June 11th, 2020, Laurent Massoulié (MSR-INRIA)
Title: From tree matching to graph alignment
Abstract: In this work we consider alignment of sparse graphs, for which we introduce the Neighborhood Tree Matching Algorithm (NTMA). For correlated Erdős-Rényi random graphs, we prove that the algorithm returns -- in polynomial time -- a positive fraction of correctly matched vertices, and a vanishing fraction of mismatches. This result holds with average degree of the graphs in O(1) and correlation parameter s bounded away from 1, conditions under which random graph alignment is particularly challenging. As a byproduct of the analysis we introduce a matching metric between trees and characterize it for several models of correlated random trees. These results may be of independent interest, yielding for instance efficient tests for determining whether two random trees are correlated or independent. Joint work with Luca Ganassali.
Slides

November 14th, 2019, Shiro Ikeda (The Institute of Statistical Mathematics, Tokyo)
Title: Data science for the EHT blackhole shadow imaging
Abstract: Last April, the EHT (Event Horizon Telescope) collaboration released the first image of the M87 black hole shadow. EHT is a huge VLBI (very long baseline interferometer) and an inverse problem must be solved in order to have an image. We have developed a new imaging method for EHT and it is one of the three methods which contributed to the released image.

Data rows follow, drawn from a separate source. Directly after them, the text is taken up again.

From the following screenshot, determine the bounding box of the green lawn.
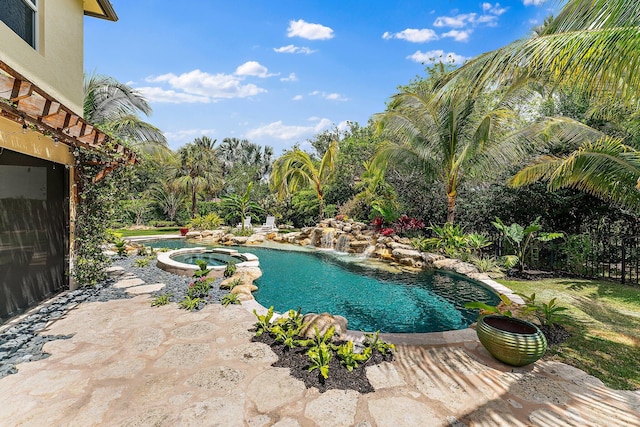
[109,227,180,237]
[499,279,640,390]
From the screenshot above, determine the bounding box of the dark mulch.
[253,334,393,394]
[539,325,571,346]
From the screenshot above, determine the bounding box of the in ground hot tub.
[158,247,260,276]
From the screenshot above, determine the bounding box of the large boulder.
[230,284,258,295]
[391,248,422,261]
[300,313,347,340]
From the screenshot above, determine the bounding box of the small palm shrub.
[151,294,172,307]
[220,294,240,307]
[187,212,224,230]
[224,261,237,277]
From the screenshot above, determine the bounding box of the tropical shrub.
[518,293,568,328]
[178,295,202,311]
[493,217,564,271]
[393,215,424,235]
[220,294,240,307]
[187,278,211,298]
[336,341,372,372]
[187,212,224,230]
[364,331,396,356]
[253,306,273,337]
[464,294,513,317]
[223,261,238,277]
[151,294,172,307]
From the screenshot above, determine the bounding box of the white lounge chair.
[260,216,278,231]
[238,216,252,229]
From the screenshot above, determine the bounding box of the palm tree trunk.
[191,185,197,219]
[447,193,456,224]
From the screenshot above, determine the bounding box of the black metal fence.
[491,221,640,285]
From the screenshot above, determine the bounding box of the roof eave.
[84,0,118,22]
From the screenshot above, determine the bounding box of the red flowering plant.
[380,227,396,237]
[394,215,424,236]
[371,216,384,233]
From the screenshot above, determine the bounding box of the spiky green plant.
[253,306,273,337]
[364,331,396,356]
[220,293,240,307]
[151,294,173,307]
[336,341,372,372]
[307,343,332,379]
[178,295,202,311]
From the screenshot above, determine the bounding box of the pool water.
[146,241,499,333]
[171,252,244,267]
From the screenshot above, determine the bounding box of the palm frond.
[510,137,640,209]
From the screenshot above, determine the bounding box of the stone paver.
[0,292,640,427]
[126,283,166,295]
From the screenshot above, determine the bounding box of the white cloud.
[287,19,333,40]
[164,129,216,149]
[382,28,438,43]
[280,73,298,82]
[442,30,473,42]
[145,67,267,102]
[309,90,349,101]
[433,13,477,28]
[482,0,508,16]
[245,119,331,140]
[474,15,498,27]
[407,49,469,65]
[433,0,510,34]
[273,44,317,55]
[235,61,273,78]
[136,86,211,104]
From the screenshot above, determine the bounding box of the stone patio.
[0,277,640,427]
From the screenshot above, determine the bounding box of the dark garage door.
[0,149,69,323]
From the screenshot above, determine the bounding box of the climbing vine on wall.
[71,149,130,287]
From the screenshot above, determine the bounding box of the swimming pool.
[150,241,499,333]
[171,252,243,267]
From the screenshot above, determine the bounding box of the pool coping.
[140,236,524,347]
[157,246,260,276]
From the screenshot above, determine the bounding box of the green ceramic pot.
[476,315,547,366]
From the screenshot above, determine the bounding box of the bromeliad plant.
[464,294,513,317]
[253,307,395,381]
[187,277,211,298]
[223,261,237,277]
[220,294,240,307]
[151,294,172,307]
[518,293,568,328]
[193,259,211,278]
[411,222,491,261]
[364,331,396,356]
[336,341,372,372]
[253,306,273,337]
[178,295,202,311]
[492,217,564,272]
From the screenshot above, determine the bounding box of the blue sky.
[84,0,552,154]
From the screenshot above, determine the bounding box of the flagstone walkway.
[0,270,640,427]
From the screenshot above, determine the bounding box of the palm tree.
[222,182,263,233]
[448,0,640,207]
[509,137,640,211]
[374,75,597,223]
[83,75,167,149]
[270,140,338,220]
[452,0,640,102]
[174,136,222,218]
[216,138,273,181]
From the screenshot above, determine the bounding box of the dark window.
[0,0,37,49]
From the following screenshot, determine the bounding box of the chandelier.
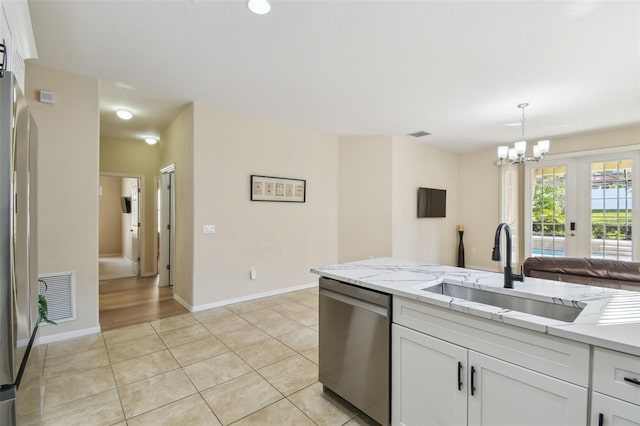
[498,102,550,165]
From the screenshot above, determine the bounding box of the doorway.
[98,174,143,281]
[158,164,176,287]
[525,151,640,261]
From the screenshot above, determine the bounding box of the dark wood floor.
[100,276,189,331]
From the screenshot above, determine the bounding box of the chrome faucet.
[491,223,524,288]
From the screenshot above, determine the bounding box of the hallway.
[100,276,188,331]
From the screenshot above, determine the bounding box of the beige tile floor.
[18,289,380,426]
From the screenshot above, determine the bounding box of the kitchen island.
[312,258,640,426]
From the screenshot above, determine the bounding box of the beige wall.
[392,137,460,265]
[100,137,160,275]
[192,104,338,306]
[159,104,194,305]
[338,136,393,262]
[459,126,640,270]
[120,178,139,262]
[25,64,100,336]
[99,176,122,256]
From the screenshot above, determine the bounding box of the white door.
[391,324,467,426]
[591,392,640,426]
[524,158,577,257]
[468,350,587,426]
[158,169,175,286]
[578,152,640,261]
[525,152,640,260]
[131,182,141,275]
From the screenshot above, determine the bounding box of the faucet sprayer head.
[491,245,502,262]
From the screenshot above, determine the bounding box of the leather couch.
[523,256,640,291]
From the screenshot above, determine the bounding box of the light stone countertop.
[311,258,640,356]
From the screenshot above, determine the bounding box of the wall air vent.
[407,130,431,138]
[38,272,76,325]
[40,90,56,104]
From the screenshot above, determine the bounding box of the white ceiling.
[29,0,640,152]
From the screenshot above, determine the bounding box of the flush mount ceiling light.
[247,0,271,15]
[116,108,133,120]
[498,102,551,165]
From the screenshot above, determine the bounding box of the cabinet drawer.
[393,297,590,387]
[591,392,640,426]
[593,348,640,405]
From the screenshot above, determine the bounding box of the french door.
[524,151,640,260]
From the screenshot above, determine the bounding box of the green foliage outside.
[531,176,565,237]
[531,176,631,240]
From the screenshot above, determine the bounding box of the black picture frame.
[249,175,307,203]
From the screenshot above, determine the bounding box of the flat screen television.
[120,197,131,213]
[418,188,447,217]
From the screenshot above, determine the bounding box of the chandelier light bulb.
[538,140,551,154]
[247,0,271,15]
[498,103,551,165]
[498,145,509,160]
[116,109,133,120]
[533,145,542,158]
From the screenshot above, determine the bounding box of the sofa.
[523,256,640,291]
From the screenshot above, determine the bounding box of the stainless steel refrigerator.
[0,72,39,426]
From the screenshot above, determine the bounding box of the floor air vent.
[39,272,76,322]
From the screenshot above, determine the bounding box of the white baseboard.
[172,292,195,312]
[182,282,318,312]
[35,327,100,345]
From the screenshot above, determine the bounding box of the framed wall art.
[251,175,307,203]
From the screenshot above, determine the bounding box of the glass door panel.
[590,159,633,261]
[529,165,567,256]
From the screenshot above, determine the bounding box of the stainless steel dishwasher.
[319,277,391,425]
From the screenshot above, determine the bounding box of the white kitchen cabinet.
[391,298,588,426]
[591,348,640,426]
[591,392,640,426]
[391,324,468,426]
[467,351,587,426]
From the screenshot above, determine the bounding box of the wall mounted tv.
[418,188,447,217]
[120,197,131,213]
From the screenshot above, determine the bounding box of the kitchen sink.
[422,282,583,322]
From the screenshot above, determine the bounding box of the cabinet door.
[468,351,587,426]
[591,392,640,426]
[391,324,468,426]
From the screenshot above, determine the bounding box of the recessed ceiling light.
[247,0,271,15]
[116,109,133,120]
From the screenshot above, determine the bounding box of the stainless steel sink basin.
[422,282,583,322]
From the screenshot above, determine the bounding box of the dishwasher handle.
[320,288,388,317]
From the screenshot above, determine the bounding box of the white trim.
[35,327,100,345]
[98,253,124,259]
[179,283,318,312]
[465,265,502,273]
[541,144,640,162]
[171,292,195,312]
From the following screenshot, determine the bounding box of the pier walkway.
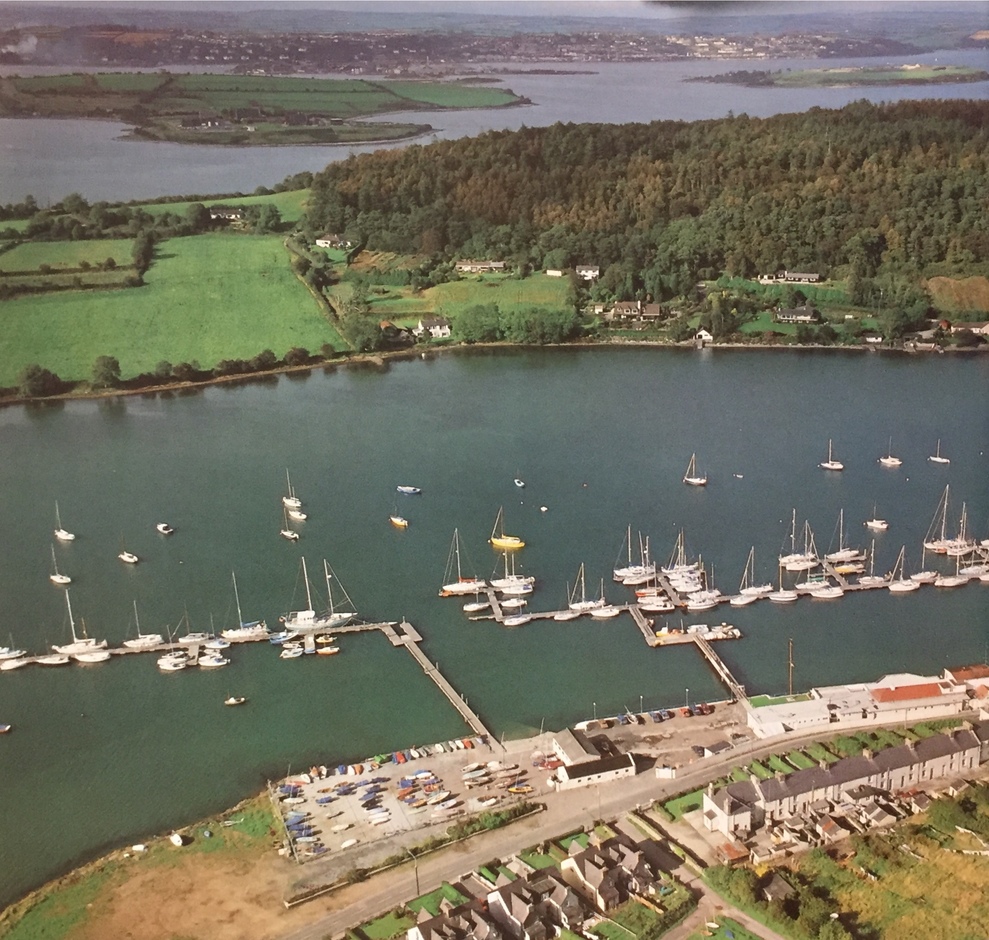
[396,621,497,745]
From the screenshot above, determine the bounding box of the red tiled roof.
[948,663,989,682]
[872,682,942,703]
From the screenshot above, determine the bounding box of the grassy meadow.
[135,189,309,229]
[327,274,569,326]
[0,234,338,386]
[0,238,134,274]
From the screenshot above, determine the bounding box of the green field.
[0,234,345,386]
[0,238,134,273]
[327,273,569,326]
[0,72,519,145]
[773,65,989,88]
[135,189,309,230]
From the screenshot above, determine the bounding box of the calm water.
[0,349,989,901]
[0,50,989,204]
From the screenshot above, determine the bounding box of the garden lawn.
[138,189,309,230]
[0,239,134,271]
[0,234,336,386]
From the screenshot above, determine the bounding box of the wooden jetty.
[396,621,497,743]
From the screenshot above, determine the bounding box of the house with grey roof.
[701,727,982,839]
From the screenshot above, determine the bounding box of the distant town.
[0,25,944,76]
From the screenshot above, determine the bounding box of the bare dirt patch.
[72,853,313,940]
[927,276,989,313]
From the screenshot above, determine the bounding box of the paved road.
[272,729,896,940]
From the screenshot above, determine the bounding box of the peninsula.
[0,72,525,146]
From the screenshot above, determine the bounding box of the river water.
[0,349,989,901]
[0,50,989,205]
[0,46,989,903]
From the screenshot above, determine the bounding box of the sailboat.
[440,529,488,597]
[278,506,299,542]
[824,509,865,562]
[887,545,921,594]
[927,438,951,463]
[729,545,773,607]
[863,503,889,532]
[944,503,975,558]
[490,551,536,595]
[924,485,950,555]
[567,562,605,612]
[282,467,302,509]
[52,591,106,656]
[124,600,165,650]
[858,539,886,585]
[280,558,357,631]
[55,500,75,542]
[48,545,72,584]
[766,565,800,604]
[879,438,903,467]
[683,454,707,486]
[220,571,268,640]
[820,437,845,470]
[488,506,525,552]
[779,509,818,571]
[612,526,656,586]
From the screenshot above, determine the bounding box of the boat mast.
[230,571,244,627]
[65,591,79,643]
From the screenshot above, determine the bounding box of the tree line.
[306,101,989,300]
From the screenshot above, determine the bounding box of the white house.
[412,317,450,339]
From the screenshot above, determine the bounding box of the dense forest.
[307,101,989,300]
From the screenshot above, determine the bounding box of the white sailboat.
[278,506,299,542]
[820,437,845,470]
[886,545,921,594]
[52,591,106,656]
[862,503,889,532]
[728,545,773,607]
[567,562,605,613]
[282,467,302,509]
[220,571,268,640]
[280,558,357,632]
[440,529,488,597]
[824,509,865,562]
[879,438,903,467]
[766,565,800,604]
[489,551,536,594]
[48,545,72,584]
[779,510,818,571]
[124,600,165,650]
[55,499,75,542]
[683,454,707,486]
[612,526,656,583]
[924,484,950,555]
[927,438,951,463]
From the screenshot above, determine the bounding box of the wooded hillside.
[308,101,989,299]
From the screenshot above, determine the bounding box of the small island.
[0,72,527,146]
[685,64,989,88]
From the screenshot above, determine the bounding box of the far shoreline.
[0,340,989,408]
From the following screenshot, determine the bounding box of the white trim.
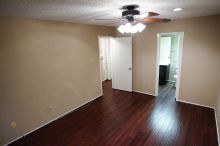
[176,99,215,109]
[214,108,219,144]
[3,95,102,146]
[132,90,156,97]
[155,32,184,100]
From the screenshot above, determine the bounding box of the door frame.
[111,36,133,92]
[98,36,114,95]
[155,32,184,100]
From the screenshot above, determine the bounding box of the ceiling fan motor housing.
[122,10,140,17]
[122,5,140,21]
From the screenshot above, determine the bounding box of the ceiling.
[0,0,220,26]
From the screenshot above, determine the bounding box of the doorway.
[155,32,184,100]
[98,36,132,92]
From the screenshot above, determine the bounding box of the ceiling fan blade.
[136,12,160,19]
[144,17,171,23]
[147,12,160,17]
[95,18,125,21]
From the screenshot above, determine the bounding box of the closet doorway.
[155,32,184,100]
[98,36,132,92]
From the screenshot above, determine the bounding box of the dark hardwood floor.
[11,81,218,146]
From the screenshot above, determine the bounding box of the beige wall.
[0,17,115,145]
[133,15,220,106]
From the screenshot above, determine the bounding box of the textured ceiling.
[0,0,220,26]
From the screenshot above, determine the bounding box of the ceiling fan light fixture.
[173,8,183,12]
[117,24,125,33]
[136,23,146,32]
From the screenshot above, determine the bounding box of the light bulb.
[124,23,131,33]
[117,24,125,33]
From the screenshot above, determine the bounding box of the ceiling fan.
[96,4,171,33]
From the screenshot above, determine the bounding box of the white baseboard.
[132,90,155,96]
[214,108,219,144]
[3,95,102,146]
[177,99,215,109]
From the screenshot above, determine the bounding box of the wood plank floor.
[11,81,218,146]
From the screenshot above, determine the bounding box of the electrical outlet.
[11,122,16,129]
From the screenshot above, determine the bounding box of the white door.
[111,37,132,92]
[160,37,171,64]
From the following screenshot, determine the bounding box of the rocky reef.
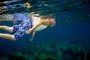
[0,43,90,60]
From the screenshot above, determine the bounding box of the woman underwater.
[0,13,56,41]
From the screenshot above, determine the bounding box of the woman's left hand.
[25,31,30,34]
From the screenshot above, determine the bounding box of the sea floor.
[0,40,90,60]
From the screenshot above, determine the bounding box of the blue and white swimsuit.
[13,18,32,40]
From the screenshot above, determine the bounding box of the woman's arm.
[30,32,36,41]
[25,20,42,34]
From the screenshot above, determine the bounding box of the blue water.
[0,0,90,60]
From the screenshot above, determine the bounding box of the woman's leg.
[0,33,16,41]
[0,26,13,33]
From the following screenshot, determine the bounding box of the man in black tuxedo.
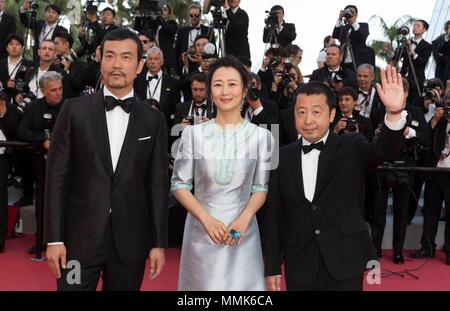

In this talk, I explain how the method has been developed and the final image was created.

June 6th, 2019, Eric Chassande-Mottin (CNRS/IN2P3 Astroparticule et Cosmologie APC, Univ Paris Diderot)
Title: Two black holes in the haystack
Abstract: On April 1, 2019, the gravitational wave detectors advanced LIGO and advanced Virgo started their third observation campaign. They have since detected about ten candidate signals associated with the merger of pairs of compact astrophysical objects (black holes and neutron stars). The analysis that will eventually confirm their exact nature and astrophysical origin is still in progress. Fruit of an experimental feat rewarded by the 2017 Nobel Prize in Physics, this result also relies on a range of signal analysis techniques and procedures that we will review.

March 28th, 2019, André Ferrari (Lagrange Laboratory (Nice))
Title: Image reconstruction for radio astronomy
Abstract: After a general introduction to radio astronomy, including the future SKA (Square Kilometer Array), the presentation will focus on image reconstruction in radio-interferometry with a particular attention to the derivation of the measurement equation. We will then present the MUFFIN (MUlti Frequency image reconstruction For radio INterferometry) algorithm which aims to reconstruct the sky at multiple wavelengths. MUFFIN allows a parallel computation of the most demanding computational steps and an automatic tuning of the regularization strengths. Simulation results based on realistic data will be presented.

January 10th, 2019, Pablo Jensen (ENS Lyon / IXXI)
Title: The unexpected link between neural nets and liberalism
Abstract: Sixty years ago, Arthur Rosenblatt, a psychologist working for the army invented the perceptron, the first neural network capable of learning. Unexpectedly, Rosenblatt cites, as a major source of inspiration, an economist: Friedrich Hayek. He is well-known for his 1974 Nobel prize… and by his ultra-liberal stances, justifying the Pinochet coup in a Chilean newspaper: «Personally, I prefer a liberal dictator to a democratic government that lacks liberalism». This talk presents ongoing work on the link between Hayek’s ideology and neural networks.